NEW DELHI (Reuters) - Anti-apartheid icon Nelson Mandela joined top leaders, nobel laureates and elder statesmen on Monday calling on the world to reinvent Indian freedom fighter Mahatma Gandhi’s non-violent approach to solving conflicts. Mandela, who spent 28 years in prison for fighting white rule before leading South Africa to multi-racial democracy as the country’s first black president in 1994, said Gandhi’s non-violent approach which won India freedom from British colonial rule 60 years ago was an inspiration.
“His philosophy contributed in no small measure to bringing about a peaceful transformation in South Africa and in healing the destructive human divisions that had been spawned by the abhorrent practice of apartheid,” said Mandela.

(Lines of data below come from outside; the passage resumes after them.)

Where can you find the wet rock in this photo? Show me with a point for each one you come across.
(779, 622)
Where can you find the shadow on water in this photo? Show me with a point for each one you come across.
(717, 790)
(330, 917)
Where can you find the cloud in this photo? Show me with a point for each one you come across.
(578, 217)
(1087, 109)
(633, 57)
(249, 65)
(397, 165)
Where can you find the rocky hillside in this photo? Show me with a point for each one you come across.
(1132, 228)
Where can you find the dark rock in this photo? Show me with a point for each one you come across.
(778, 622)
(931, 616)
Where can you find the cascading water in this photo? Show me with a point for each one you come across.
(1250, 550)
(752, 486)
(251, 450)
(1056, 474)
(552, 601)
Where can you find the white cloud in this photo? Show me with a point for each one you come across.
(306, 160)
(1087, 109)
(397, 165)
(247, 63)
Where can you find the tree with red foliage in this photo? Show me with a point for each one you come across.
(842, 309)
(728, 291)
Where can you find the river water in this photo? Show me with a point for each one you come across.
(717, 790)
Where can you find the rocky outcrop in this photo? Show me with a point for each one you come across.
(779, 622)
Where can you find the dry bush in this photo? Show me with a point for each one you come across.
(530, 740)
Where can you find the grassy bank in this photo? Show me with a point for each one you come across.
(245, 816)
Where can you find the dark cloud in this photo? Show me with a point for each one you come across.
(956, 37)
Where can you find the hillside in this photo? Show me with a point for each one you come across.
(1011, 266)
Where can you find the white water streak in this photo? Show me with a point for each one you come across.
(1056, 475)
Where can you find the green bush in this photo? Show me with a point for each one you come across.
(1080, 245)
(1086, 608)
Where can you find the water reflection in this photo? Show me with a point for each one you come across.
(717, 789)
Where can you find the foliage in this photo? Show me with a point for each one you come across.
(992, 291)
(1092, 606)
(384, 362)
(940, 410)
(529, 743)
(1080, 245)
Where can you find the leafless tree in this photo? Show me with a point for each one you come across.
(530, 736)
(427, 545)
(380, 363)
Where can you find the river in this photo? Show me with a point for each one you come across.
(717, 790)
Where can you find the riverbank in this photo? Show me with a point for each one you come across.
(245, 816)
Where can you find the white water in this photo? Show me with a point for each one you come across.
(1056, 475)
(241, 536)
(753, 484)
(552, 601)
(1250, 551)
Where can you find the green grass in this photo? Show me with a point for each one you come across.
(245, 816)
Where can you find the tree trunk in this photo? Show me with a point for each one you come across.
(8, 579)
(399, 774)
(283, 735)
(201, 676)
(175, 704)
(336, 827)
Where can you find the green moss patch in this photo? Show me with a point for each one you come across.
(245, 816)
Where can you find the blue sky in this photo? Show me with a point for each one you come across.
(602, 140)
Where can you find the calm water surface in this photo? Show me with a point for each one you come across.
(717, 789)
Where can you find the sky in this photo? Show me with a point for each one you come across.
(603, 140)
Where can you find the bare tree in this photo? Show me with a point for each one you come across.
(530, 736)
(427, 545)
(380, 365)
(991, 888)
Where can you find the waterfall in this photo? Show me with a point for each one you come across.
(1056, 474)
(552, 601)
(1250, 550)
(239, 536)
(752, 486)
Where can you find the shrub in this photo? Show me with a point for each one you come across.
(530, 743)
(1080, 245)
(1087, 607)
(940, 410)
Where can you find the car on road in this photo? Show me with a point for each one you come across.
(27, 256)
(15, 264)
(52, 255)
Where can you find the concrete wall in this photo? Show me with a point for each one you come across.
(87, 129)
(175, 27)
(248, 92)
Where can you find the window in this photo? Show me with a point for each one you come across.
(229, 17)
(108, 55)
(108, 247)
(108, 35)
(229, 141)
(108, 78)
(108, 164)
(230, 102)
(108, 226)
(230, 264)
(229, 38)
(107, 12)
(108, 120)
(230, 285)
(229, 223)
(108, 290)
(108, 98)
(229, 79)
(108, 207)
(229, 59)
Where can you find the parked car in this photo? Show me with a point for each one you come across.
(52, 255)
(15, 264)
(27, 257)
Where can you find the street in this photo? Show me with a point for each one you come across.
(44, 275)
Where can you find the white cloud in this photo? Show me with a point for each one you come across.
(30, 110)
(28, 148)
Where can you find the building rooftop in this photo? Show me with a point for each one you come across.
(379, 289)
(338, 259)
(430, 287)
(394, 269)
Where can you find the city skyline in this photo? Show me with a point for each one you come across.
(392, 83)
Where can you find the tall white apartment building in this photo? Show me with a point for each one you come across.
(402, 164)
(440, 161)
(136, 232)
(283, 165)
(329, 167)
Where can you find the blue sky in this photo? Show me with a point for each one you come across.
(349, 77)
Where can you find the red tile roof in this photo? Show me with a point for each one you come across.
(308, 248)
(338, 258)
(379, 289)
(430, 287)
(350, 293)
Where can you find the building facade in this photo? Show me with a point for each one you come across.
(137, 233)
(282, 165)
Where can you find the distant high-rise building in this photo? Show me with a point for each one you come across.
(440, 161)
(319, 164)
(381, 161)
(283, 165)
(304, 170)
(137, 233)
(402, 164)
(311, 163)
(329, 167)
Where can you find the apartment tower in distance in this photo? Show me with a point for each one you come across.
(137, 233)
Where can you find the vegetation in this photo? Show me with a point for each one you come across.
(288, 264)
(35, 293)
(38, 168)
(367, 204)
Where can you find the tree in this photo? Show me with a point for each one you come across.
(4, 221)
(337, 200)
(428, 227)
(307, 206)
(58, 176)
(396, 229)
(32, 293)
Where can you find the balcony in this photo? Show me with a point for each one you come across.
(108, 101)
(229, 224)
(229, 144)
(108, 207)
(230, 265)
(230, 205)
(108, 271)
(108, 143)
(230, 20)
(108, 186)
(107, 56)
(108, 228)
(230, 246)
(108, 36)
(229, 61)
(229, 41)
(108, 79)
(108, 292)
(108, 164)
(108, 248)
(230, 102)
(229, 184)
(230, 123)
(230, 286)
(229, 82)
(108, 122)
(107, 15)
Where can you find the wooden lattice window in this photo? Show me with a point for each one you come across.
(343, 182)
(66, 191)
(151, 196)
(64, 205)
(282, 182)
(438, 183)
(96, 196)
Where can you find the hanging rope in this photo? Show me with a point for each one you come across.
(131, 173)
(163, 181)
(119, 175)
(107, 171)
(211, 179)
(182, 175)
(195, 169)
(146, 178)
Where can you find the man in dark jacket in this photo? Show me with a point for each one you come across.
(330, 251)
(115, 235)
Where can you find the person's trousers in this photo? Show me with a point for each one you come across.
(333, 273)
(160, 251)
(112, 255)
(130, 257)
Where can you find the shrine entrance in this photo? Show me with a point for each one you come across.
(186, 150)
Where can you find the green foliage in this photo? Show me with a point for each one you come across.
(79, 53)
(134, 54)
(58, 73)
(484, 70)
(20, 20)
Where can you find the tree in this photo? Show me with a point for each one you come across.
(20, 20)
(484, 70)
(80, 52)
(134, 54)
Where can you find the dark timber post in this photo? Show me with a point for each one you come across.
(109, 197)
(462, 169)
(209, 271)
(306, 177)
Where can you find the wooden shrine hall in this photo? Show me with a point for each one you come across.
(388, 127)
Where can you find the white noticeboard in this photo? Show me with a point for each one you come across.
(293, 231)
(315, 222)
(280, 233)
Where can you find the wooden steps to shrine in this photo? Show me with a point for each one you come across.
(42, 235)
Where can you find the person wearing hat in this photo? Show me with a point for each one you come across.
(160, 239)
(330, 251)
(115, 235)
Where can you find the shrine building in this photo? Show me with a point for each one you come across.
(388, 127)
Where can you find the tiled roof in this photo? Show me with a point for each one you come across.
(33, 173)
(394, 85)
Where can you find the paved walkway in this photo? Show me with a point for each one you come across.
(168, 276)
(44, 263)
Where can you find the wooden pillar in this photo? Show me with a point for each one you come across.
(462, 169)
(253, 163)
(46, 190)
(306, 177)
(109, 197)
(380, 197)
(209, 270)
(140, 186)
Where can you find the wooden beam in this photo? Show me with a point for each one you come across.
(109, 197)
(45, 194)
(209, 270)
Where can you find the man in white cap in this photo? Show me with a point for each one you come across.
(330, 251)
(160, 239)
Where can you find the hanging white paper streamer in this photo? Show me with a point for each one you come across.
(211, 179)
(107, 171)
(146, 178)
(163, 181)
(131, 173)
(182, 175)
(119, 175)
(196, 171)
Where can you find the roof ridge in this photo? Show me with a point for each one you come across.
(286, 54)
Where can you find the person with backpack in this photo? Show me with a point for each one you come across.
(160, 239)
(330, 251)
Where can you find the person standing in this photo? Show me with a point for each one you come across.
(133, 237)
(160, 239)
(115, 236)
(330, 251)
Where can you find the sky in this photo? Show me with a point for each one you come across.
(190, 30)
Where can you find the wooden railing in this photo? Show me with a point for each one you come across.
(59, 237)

The 88-year-old statesman was addressing a conference, through a satellite link from South Africa, to mark the centenary of Gandhi’s “satyagraha” or non-violent movement which began in Johannesburg on Sept 11, 1906, where Gandhi was practicing law. Gandhi lived in South Africa from 1893 to 1914, where he was an active and high profile political activist.
Referring to him as “the sacred warrior”, Mandela said the Mahatma combined ethics and morality with a steely resolve that refused to compromise with the oppressor, the British Empire.
“In a world driven by violence and strife, Gandhi’s message of peace and non-violence holds the key to human survival in the 21st century, said Mandela.
“He rightly believed in the efficacy of pitting the sole force of the satyagraha against the brute force of the oppressor and in effect converting the oppressor to the right and moral point.”
Gandhi, is revered by many around the world for his tolerance and peaceful approach that led millions of Indians to refuse to comply with colonial law, eventually forcing Britain to leave India after around 300 years of occupation.
Sonia Gandhi, president of Indian National Congress which leads the ruling coalition, joined Mandela and calls by former Polish President Polish Lech Walesa, former Zambian President Kenneth Kaunda and Bangladesh Nobel Laureate Mohammad Yunus to promote Gandhi’s values.
She told the some 400 delegates, which include heads of government, senior officials, religious leaders and parliamentarians that the end of the Cold War had not seen peace as was hoped for.
It was natural to question whether Gandhi’s philosophy was feasible in today’s world, but that it was possible to use it as a tool and adapt to conflict resolution. she said.
“It would be a grave error to write-off the Gandhian approach as irrelevant to our age,” she said.